Certain species of bacteria in the gut interact with and help balance levels of dietary cholesterol by using it to create a molecule that plays important roles in human health, according to a study published August 18 in Nature Microbiology.
Animals need appropriate amounts of cholesterol to produce bile in the liver, vitamin D and hormones, and to build healthy cell walls. Too much cholesterol, however, can build up and block arteries and cause heart attacks and strokes.
The study is one of the first to identify species of gut bacteria that convert cholesterol from animal foods into a molecule called cholesterol sulfate. Though more study is needed, early clues reveal cholesterol sulfate acts as a signaling molecule for a slew of biological pathways, including those involved in infant health and development, regulating immune cells and digestion.
The study also found that in mice, a subset of bacteria called Bacteroides help to regulate cholesterol levels in the blood. Promoting Bacteroides early in life has implications for proper development in infants and lifelong health.
“It opens the door for thinking about whether the microbiome, or specific microbes, can remove cholesterol from circulation,” said Elizabeth Johnson, assistant professor of molecular nutrition in the College of Agriculture and Life Sciences. Henry Le, a postdoctoral researcher, and Min-Ting Lee, a doctoral student, both in Johnson’s lab, are co-first authors of the study, “Characterization of Interactions of Dietary Cholesterol with the Murine and Human Gut Microbiome.”
The findings could lead to new therapies that replace the multibillion-dollar cholesterol-lowering drug industry. Potential treatments could include targeted diets, probiotics or new drugs derived from the molecules these bacteria produce, all of which could reduce the host of side effects that come with current drugs.
Although cholesterol sulfate is readily produced in human tissues, this study is the first to show that the gut microbiome can also produce cholesterol sulfate. This discovery was enabled by a new method developed in Johnson’s lab, called BOSSS (bio-orthogonal labelling sort sequence spectrometry), which was used to label dietary cholesterol with red fluorescence and track which bacteria interact with it, as those bacteria show up as red. The system was then used to sequence those bacteria’s DNA to identify the species.
“Through the BOSSS technology, we were able to trace which microbes are acting on cholesterol,“ Johnson said. “Then, we also took a note from chemistry to learn which molecules are being made when [these bacteria] interact with cholesterol.”
They found that Bacteroides were producing cholesterol sulfate. Further, the researchers used germ-free mice inoculated with engineered Bacteroides that lacked an enzyme needed to convert cholesterol to cholesterol sulfate. The experiment revealed that these mouse gut microbiomes could not make cholesterol sulfate, while the microbiomes in germ-free mice colonized with normal Bacteroides produced it.
“I think this study is extremely relevant to all parts of a life cycle,” Johnson said. “In infants, we need to think about how lipids [fats, including cholesterol] in the diet are important for creating microbiome-dependent molecules that affect development, and for health throughout one’s life.”
While most cholesterol is made by the liver, about one-fifth comes from animal foods. The findings have important implications for the importance of breast milk for providing proper nutrition, and for further study of baby formulas that lack cholesterol, such as soy-based products, and whether they deprive infants of necessary nutrients.

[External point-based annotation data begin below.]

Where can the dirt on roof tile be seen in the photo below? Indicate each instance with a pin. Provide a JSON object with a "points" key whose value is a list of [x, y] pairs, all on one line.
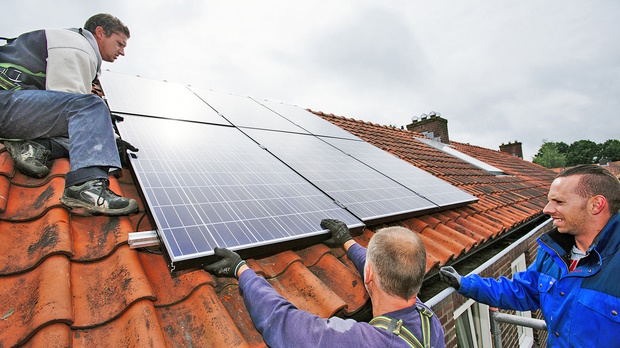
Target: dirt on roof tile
{"points": [[69, 280], [34, 299], [103, 290], [51, 234], [199, 321]]}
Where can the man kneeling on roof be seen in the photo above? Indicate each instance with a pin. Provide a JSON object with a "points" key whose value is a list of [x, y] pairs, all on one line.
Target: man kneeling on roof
{"points": [[392, 267], [47, 110]]}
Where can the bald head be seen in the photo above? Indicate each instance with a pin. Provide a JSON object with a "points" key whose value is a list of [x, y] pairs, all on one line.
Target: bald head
{"points": [[399, 260]]}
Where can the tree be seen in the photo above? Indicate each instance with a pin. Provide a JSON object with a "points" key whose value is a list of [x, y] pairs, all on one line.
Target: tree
{"points": [[549, 156], [582, 152], [610, 150]]}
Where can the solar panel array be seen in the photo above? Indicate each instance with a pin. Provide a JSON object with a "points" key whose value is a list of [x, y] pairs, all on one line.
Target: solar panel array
{"points": [[425, 184], [211, 186], [367, 193], [223, 170]]}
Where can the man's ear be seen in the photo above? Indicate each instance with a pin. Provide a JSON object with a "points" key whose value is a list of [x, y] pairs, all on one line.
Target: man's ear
{"points": [[99, 33], [597, 204], [369, 273]]}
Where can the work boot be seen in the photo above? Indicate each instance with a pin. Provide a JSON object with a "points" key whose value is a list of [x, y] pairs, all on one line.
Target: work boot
{"points": [[30, 158], [97, 198]]}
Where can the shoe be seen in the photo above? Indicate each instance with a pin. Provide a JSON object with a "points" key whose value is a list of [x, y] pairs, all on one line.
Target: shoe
{"points": [[30, 158], [97, 198]]}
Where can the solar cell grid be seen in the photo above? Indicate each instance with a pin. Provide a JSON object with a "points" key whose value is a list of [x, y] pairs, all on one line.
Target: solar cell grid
{"points": [[308, 121], [212, 186], [362, 190], [245, 112], [141, 96], [434, 189]]}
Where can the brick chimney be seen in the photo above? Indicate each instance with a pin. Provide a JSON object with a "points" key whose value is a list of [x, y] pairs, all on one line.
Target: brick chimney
{"points": [[514, 149], [431, 125]]}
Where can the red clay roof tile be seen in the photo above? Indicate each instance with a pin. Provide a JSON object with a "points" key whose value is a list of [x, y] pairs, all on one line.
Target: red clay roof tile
{"points": [[138, 326], [304, 290], [57, 335], [103, 290], [29, 203], [4, 192], [79, 284], [169, 288], [201, 320], [34, 299], [51, 234]]}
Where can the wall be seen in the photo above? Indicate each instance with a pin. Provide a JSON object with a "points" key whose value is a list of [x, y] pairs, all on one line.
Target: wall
{"points": [[446, 307]]}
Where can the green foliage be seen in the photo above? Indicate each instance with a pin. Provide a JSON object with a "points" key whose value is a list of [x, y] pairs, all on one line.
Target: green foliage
{"points": [[582, 152], [560, 154], [549, 156], [610, 150]]}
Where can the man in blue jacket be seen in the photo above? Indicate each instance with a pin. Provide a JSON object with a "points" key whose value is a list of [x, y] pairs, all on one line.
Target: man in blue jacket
{"points": [[47, 110], [392, 268], [575, 279]]}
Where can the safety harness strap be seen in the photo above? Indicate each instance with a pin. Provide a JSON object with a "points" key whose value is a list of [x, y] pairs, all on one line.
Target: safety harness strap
{"points": [[396, 327]]}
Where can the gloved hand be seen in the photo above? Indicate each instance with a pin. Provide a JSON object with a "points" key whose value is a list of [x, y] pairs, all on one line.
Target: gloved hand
{"points": [[450, 276], [340, 232], [123, 146], [228, 265], [117, 118]]}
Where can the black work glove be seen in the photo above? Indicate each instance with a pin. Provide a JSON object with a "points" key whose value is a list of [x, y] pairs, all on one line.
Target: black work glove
{"points": [[450, 276], [123, 146], [340, 232], [227, 266], [117, 118]]}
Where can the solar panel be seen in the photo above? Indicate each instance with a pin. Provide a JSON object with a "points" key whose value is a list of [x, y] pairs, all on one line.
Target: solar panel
{"points": [[309, 121], [139, 96], [425, 184], [245, 112], [209, 186], [362, 190]]}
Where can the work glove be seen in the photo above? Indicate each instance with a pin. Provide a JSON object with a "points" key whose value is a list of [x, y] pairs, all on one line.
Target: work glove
{"points": [[450, 276], [339, 230], [228, 265], [123, 146]]}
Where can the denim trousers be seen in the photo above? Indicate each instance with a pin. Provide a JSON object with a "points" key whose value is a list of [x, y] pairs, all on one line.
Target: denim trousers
{"points": [[83, 118]]}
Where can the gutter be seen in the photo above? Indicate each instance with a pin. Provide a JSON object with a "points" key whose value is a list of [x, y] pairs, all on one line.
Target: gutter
{"points": [[433, 301]]}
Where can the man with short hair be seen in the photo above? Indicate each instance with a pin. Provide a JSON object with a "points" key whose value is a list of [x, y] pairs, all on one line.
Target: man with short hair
{"points": [[392, 268], [574, 280], [47, 110]]}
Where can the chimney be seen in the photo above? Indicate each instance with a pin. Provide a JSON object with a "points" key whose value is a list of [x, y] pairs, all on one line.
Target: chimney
{"points": [[431, 125], [514, 149]]}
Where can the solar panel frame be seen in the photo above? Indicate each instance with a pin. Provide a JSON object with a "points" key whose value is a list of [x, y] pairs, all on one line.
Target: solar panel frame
{"points": [[228, 189]]}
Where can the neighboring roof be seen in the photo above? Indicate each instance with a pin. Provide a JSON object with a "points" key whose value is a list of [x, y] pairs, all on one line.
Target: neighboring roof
{"points": [[67, 280]]}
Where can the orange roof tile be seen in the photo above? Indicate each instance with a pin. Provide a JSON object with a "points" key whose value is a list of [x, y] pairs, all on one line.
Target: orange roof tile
{"points": [[68, 280]]}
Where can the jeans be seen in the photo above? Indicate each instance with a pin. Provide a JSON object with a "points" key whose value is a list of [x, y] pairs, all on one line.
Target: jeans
{"points": [[83, 118]]}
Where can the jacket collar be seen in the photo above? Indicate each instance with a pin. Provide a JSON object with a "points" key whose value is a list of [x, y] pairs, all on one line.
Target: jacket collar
{"points": [[607, 241]]}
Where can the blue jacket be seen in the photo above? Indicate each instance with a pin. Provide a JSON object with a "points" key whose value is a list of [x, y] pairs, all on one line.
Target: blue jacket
{"points": [[581, 308], [283, 325]]}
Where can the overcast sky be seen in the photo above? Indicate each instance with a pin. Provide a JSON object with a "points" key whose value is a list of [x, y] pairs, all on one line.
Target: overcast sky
{"points": [[498, 71]]}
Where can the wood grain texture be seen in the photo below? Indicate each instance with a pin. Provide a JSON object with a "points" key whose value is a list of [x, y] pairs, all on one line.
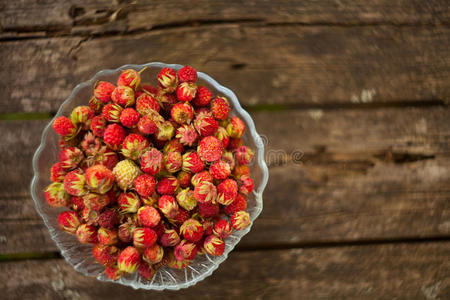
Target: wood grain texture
{"points": [[67, 17], [310, 66], [403, 271], [385, 178]]}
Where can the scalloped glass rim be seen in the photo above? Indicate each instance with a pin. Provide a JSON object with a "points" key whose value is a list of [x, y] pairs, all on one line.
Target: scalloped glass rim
{"points": [[208, 263]]}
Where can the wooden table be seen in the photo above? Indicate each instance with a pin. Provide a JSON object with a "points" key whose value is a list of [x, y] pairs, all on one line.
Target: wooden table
{"points": [[353, 94]]}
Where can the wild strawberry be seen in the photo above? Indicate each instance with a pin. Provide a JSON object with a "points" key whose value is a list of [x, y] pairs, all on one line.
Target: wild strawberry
{"points": [[128, 203], [192, 162], [103, 91], [149, 89], [129, 260], [228, 157], [220, 108], [134, 145], [105, 255], [123, 95], [165, 131], [192, 230], [187, 135], [186, 199], [90, 216], [205, 124], [222, 229], [153, 254], [144, 185], [173, 145], [185, 251], [70, 157], [108, 219], [222, 134], [214, 245], [170, 238], [145, 104], [182, 113], [167, 79], [87, 234], [236, 127], [111, 112], [125, 173], [167, 185], [180, 217], [152, 161], [167, 99], [220, 170], [64, 127], [184, 178], [99, 179], [202, 176], [202, 97], [144, 237], [233, 144], [57, 172], [146, 270], [147, 126], [208, 209], [241, 170], [82, 116], [129, 117], [173, 161], [95, 201], [74, 183], [240, 220], [69, 221], [187, 74], [113, 273], [95, 104], [174, 263], [148, 216], [107, 236], [205, 192], [227, 191], [186, 91], [125, 232], [130, 78], [77, 203], [210, 149], [168, 206], [98, 125], [246, 184]]}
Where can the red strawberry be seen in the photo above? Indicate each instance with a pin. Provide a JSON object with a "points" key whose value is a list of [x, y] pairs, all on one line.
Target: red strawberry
{"points": [[220, 108], [114, 136], [103, 91], [129, 117], [202, 97], [187, 74], [186, 91], [210, 149], [98, 125], [144, 185]]}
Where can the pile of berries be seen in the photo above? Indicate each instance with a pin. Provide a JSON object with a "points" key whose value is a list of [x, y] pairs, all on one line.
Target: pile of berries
{"points": [[152, 176]]}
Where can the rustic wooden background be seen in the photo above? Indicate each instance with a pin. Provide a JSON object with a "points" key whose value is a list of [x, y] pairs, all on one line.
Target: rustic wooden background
{"points": [[361, 88]]}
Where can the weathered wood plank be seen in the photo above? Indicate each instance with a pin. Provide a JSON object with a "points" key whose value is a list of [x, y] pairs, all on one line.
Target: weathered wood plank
{"points": [[364, 174], [402, 271], [66, 16], [263, 65]]}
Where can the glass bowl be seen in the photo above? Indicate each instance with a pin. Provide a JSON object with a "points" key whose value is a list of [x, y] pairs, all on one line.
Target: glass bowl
{"points": [[79, 255]]}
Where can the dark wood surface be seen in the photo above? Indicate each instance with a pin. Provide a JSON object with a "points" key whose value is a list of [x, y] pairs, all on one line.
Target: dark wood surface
{"points": [[352, 97]]}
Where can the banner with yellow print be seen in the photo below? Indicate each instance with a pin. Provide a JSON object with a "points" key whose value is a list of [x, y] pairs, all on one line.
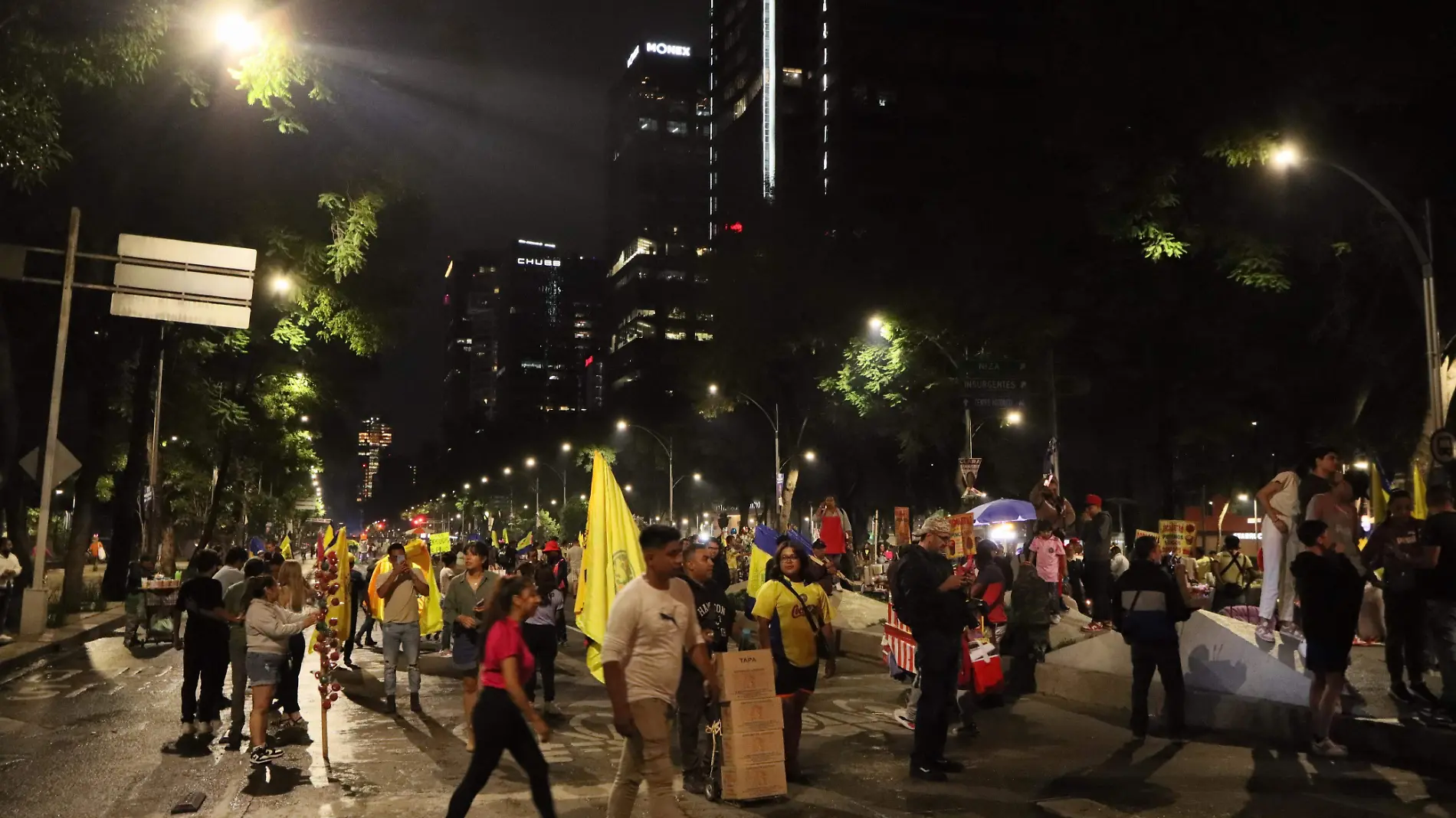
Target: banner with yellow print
{"points": [[613, 558]]}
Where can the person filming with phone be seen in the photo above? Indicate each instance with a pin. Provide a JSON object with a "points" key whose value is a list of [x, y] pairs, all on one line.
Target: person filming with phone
{"points": [[399, 588], [931, 600]]}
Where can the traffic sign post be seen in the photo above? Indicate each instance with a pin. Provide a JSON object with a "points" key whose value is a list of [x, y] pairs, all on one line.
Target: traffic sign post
{"points": [[156, 278], [1443, 447]]}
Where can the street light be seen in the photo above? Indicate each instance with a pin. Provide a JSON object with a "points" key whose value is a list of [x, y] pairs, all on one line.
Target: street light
{"points": [[1287, 156], [236, 32], [773, 423], [667, 447]]}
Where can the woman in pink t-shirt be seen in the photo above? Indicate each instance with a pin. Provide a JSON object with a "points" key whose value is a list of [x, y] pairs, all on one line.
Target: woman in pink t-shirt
{"points": [[503, 716], [1051, 564]]}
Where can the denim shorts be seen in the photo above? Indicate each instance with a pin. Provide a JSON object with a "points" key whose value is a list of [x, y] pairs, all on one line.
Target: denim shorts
{"points": [[262, 669]]}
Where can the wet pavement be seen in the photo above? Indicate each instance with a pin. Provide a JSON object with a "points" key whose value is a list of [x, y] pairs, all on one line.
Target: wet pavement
{"points": [[92, 732]]}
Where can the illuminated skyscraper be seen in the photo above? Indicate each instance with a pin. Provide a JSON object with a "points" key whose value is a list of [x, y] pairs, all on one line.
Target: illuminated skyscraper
{"points": [[375, 438]]}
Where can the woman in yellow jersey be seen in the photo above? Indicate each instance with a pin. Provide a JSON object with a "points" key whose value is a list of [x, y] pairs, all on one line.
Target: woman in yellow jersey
{"points": [[789, 614]]}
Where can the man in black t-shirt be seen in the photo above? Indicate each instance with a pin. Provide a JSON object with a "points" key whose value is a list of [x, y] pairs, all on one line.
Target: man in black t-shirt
{"points": [[1438, 584], [203, 645]]}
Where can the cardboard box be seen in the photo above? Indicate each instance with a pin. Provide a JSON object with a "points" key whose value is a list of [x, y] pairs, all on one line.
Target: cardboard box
{"points": [[744, 674], [747, 748], [747, 782], [752, 715]]}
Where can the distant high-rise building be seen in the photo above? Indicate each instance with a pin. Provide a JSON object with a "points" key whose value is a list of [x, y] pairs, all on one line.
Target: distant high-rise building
{"points": [[375, 438], [849, 106], [658, 218], [524, 336], [472, 341]]}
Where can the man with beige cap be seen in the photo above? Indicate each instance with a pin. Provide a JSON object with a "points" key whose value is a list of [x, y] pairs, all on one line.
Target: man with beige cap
{"points": [[931, 601]]}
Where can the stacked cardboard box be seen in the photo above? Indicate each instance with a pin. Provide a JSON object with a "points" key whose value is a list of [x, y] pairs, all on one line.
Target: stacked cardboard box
{"points": [[753, 727]]}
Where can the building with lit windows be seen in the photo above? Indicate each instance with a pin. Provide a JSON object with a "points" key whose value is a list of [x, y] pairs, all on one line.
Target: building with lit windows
{"points": [[842, 106], [375, 438], [523, 336], [657, 234]]}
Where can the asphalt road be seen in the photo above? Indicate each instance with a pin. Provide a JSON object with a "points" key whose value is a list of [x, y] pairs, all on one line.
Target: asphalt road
{"points": [[92, 732]]}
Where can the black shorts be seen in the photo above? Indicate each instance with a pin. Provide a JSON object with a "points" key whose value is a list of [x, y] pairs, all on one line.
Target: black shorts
{"points": [[789, 679], [1326, 656]]}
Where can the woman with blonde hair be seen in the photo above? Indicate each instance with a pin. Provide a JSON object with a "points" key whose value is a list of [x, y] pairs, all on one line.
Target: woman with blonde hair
{"points": [[293, 596]]}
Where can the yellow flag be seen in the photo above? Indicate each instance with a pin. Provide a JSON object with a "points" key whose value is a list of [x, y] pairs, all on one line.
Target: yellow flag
{"points": [[1417, 491], [338, 614], [1378, 496], [431, 617], [613, 558]]}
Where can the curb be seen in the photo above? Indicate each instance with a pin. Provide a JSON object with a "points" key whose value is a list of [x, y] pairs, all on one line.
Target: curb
{"points": [[103, 622], [1386, 740]]}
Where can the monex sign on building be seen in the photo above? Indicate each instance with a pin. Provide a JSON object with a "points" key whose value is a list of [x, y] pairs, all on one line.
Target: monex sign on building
{"points": [[666, 50]]}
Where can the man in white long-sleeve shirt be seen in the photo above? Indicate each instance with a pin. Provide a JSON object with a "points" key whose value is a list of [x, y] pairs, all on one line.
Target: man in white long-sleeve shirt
{"points": [[653, 622]]}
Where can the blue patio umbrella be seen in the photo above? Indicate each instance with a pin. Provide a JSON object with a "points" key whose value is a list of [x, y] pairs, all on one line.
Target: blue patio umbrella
{"points": [[1001, 511]]}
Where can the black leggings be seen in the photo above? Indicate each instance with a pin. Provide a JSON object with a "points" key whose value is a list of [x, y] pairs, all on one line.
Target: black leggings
{"points": [[498, 727], [542, 643]]}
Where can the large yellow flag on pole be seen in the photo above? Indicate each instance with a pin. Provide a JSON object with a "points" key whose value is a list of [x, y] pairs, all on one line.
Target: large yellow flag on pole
{"points": [[613, 558]]}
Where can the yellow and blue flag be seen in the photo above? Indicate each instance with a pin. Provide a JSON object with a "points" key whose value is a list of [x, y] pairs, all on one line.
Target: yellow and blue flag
{"points": [[760, 555]]}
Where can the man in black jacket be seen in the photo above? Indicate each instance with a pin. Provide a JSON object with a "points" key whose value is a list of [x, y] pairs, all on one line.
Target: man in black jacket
{"points": [[715, 619], [1097, 562], [931, 600], [1146, 607]]}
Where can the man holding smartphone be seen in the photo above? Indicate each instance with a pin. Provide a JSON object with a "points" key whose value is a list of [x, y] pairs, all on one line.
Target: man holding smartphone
{"points": [[399, 588], [931, 600]]}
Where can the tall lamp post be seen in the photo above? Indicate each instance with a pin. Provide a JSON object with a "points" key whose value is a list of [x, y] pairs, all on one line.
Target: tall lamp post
{"points": [[1290, 156], [773, 423], [667, 447], [532, 463]]}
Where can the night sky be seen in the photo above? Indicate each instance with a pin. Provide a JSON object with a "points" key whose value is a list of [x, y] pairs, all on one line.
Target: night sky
{"points": [[498, 113]]}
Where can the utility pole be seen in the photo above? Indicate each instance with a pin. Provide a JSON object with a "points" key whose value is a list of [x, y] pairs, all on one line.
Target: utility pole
{"points": [[32, 607]]}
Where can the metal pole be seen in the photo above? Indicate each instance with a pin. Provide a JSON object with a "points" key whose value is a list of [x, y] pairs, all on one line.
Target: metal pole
{"points": [[32, 610], [1056, 453], [156, 437], [778, 463], [1433, 338]]}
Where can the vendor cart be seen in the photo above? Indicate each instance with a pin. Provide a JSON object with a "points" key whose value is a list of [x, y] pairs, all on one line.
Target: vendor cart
{"points": [[158, 600]]}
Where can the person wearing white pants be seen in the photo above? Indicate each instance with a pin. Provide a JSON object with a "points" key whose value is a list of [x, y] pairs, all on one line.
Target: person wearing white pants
{"points": [[1281, 499]]}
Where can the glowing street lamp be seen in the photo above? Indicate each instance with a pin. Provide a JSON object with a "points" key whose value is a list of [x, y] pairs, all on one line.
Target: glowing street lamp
{"points": [[1284, 158], [238, 34]]}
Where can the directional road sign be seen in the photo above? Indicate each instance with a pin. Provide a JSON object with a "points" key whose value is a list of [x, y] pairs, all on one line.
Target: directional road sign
{"points": [[66, 465], [184, 281]]}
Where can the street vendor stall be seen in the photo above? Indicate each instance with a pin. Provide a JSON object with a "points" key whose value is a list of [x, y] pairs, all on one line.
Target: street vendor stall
{"points": [[158, 600]]}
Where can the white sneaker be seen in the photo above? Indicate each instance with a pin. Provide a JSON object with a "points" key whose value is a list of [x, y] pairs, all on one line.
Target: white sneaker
{"points": [[1266, 630]]}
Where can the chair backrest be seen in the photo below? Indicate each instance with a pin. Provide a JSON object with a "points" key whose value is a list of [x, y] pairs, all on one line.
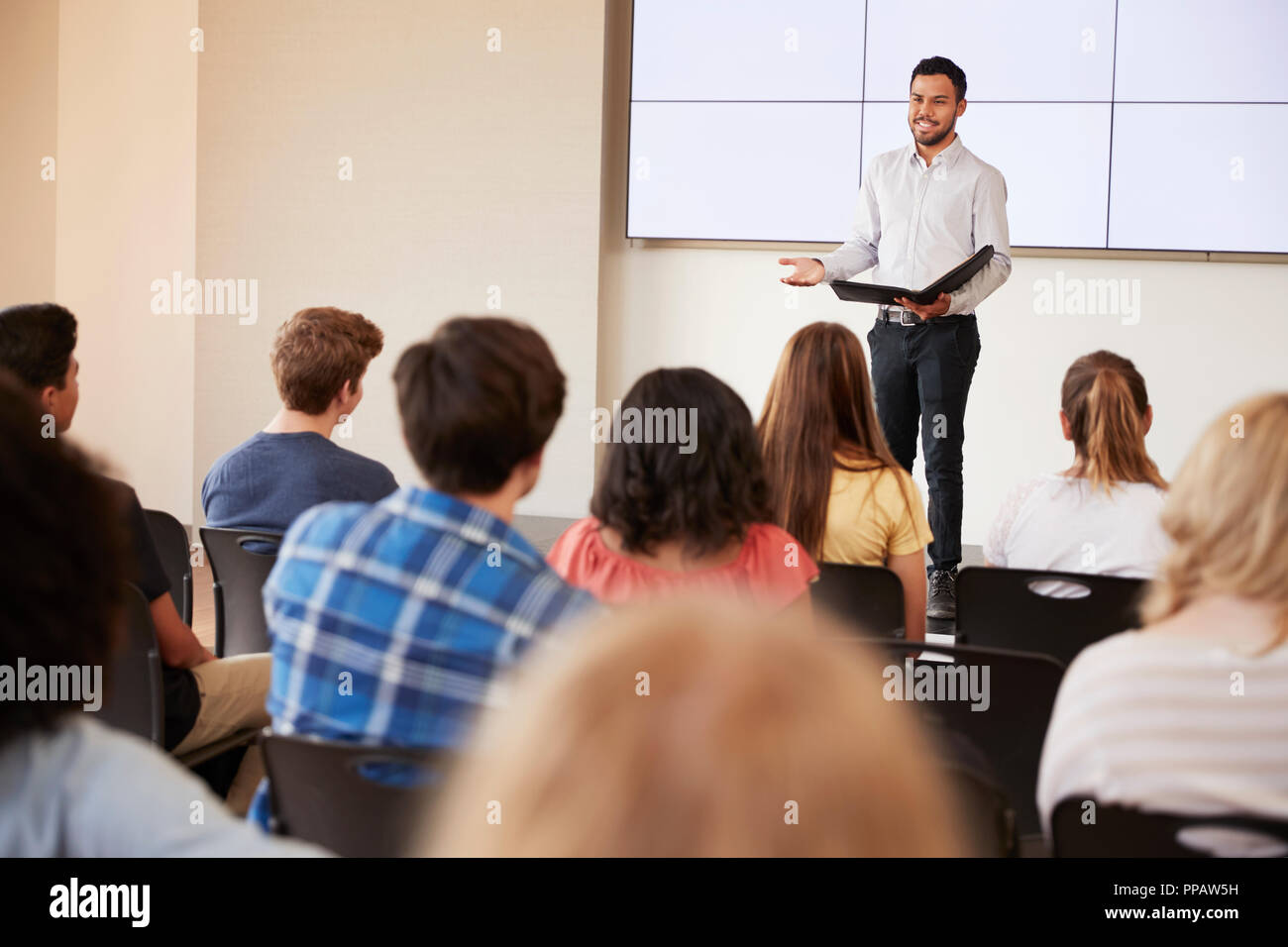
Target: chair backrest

In adults, saturated and trans fats in diets cause the liver to overproduce cholesterol, which then can build up in arteries as plaque.
“When we think about cholesterol metabolism and cardiovascular health, [there may be ways to] use the microbiome to modulate cholesterol levels or other relevant lipids,” Johnson said.
Johnson’s lab has begun investigating which biological pathways may require cholesterol sulfate to function properly.
The study was funded by the National Institutes of Health. The Genomics Facility of the BiotechnologyResource Center of the Cornell Institute of Biotechnology helped with sequencing experiments.